Check for heteroskedasticity in OLS with lmtest package in R

One core assumption when calculating ordinary least squares regressions is that all the random variables in the model have equal variance around the best fitting line.

Essentially, when we run an OLS, we expect that the error terms have no fan pattern.

Example of homoskedasticiy

So let’s look at an example of this assumption being satisfied. I run a simple regression to see whether there is a relationship between and media censorship and civil society repression in 178 countries in 2010.

ggplot(data_010, aes(media_censorship, civil_society_repression)) 
      + geom_point() + geom_smooth(method = "lm") 
      + geom_text(size = 3, nudge_y = 0.1, aes(label = country))

If we run a simple regression

summary(repression_model <- lm(media_censorship ~ civil_society_repression, data = data_2010))
stargazer(repression_model, type = "text")

This is pretty common sense; a country that represses its citizens in one sphere is more likely to repress in other areas. In this case repressing the media correlates with repressing civil society.

We can plot the residuals of the above model with the autoplot() function from the ggfortify package.

library(ggfortify)
autoplot(repression_model)

Nothing unusual appears to jump out at us with regard to evidence for heteroskedasticity!
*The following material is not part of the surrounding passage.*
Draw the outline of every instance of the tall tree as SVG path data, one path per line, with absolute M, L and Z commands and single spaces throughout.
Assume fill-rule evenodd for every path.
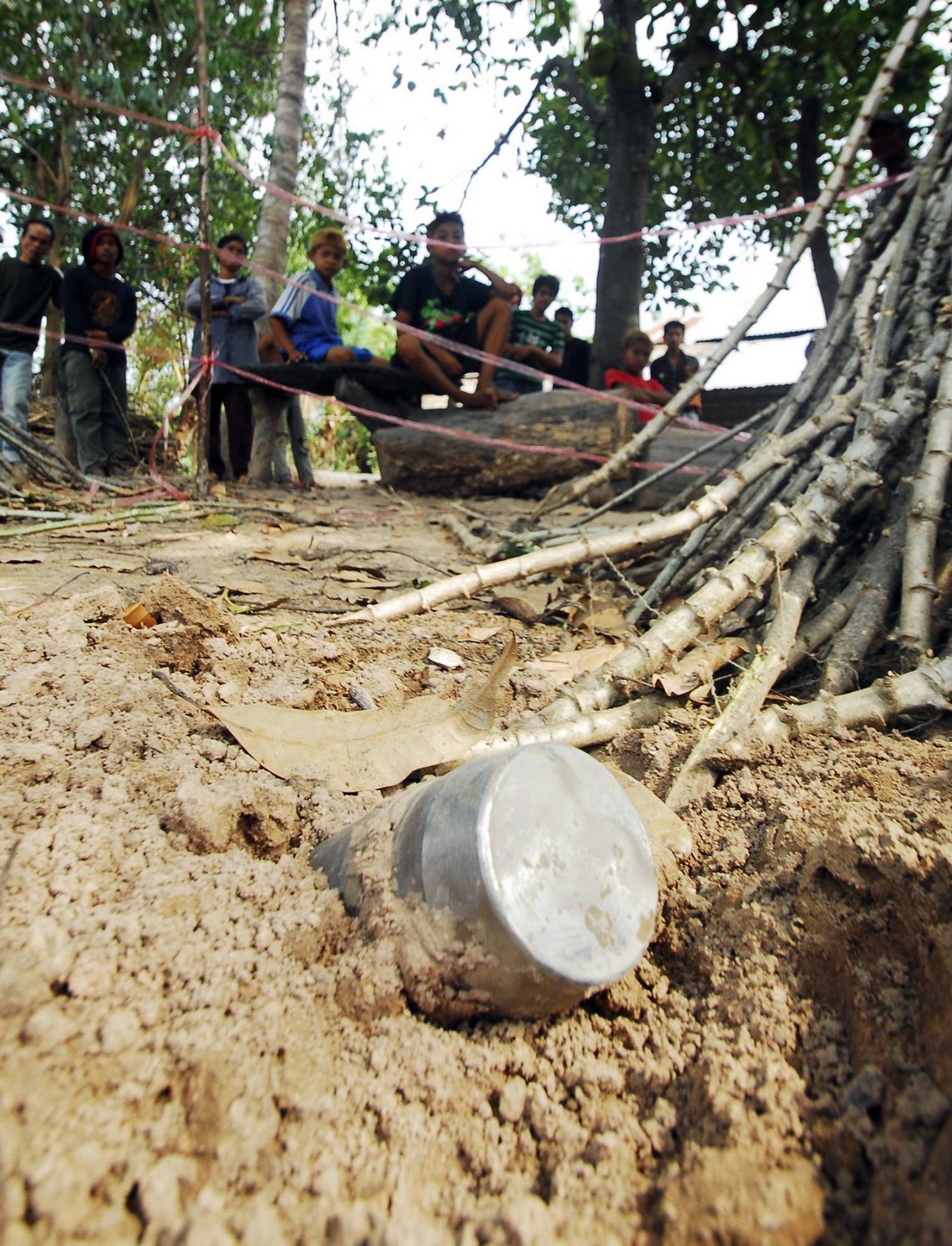
M 405 14 L 410 29 L 455 40 L 483 67 L 492 11 L 488 0 L 420 0 L 409 12 L 395 5 L 389 21 Z M 906 11 L 906 0 L 599 0 L 579 31 L 572 0 L 537 0 L 526 41 L 498 62 L 507 78 L 533 78 L 503 140 L 522 127 L 553 212 L 604 237 L 789 203 L 832 166 Z M 935 24 L 947 12 L 940 4 Z M 918 50 L 898 85 L 907 106 L 925 105 L 938 61 Z M 746 237 L 781 243 L 785 229 Z M 593 379 L 644 303 L 724 282 L 723 247 L 705 233 L 602 248 Z M 814 254 L 830 289 L 822 239 Z
M 308 21 L 312 0 L 284 0 L 278 92 L 274 105 L 270 169 L 268 181 L 282 191 L 293 191 L 298 177 L 298 155 L 304 132 L 304 87 L 308 62 Z M 275 272 L 284 272 L 288 258 L 290 199 L 265 191 L 262 199 L 255 259 Z M 279 283 L 263 277 L 269 302 L 277 298 Z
In the first Residuals vs Fitted plot, we can see that blue line does not drastically diverge from the dotted line (which indicates residual value = 0).

The third plot Scale-Location shows again that there is no drastic instances of heteroskedasticity. We want to see the blue line relatively horizontal. There is no clear pattern in the distribution of the residual points.

In the Residual vs. Leverage plot (plot number 4), the high leverage observation 19257 is North Korea! A usual suspect when we examine model outliers.

While it is helpful to visually see the residuals plotted out, a more objective test can help us find whether the model is indeed free from heteroskedasticity problems.

For this we need the Breusch-Pagan test for heteroskedasticity from the lmtest package.

install.packages("lmtest)
library(lmtest)
bptest(repression_model)

The default in R is the studentized Breusch-Pagan. However if you add the studentize = FALSE argument, you have the non-studentized version

The null hypothesis of the Breusch-Pagan test is that the variance in the model is homoskedastic.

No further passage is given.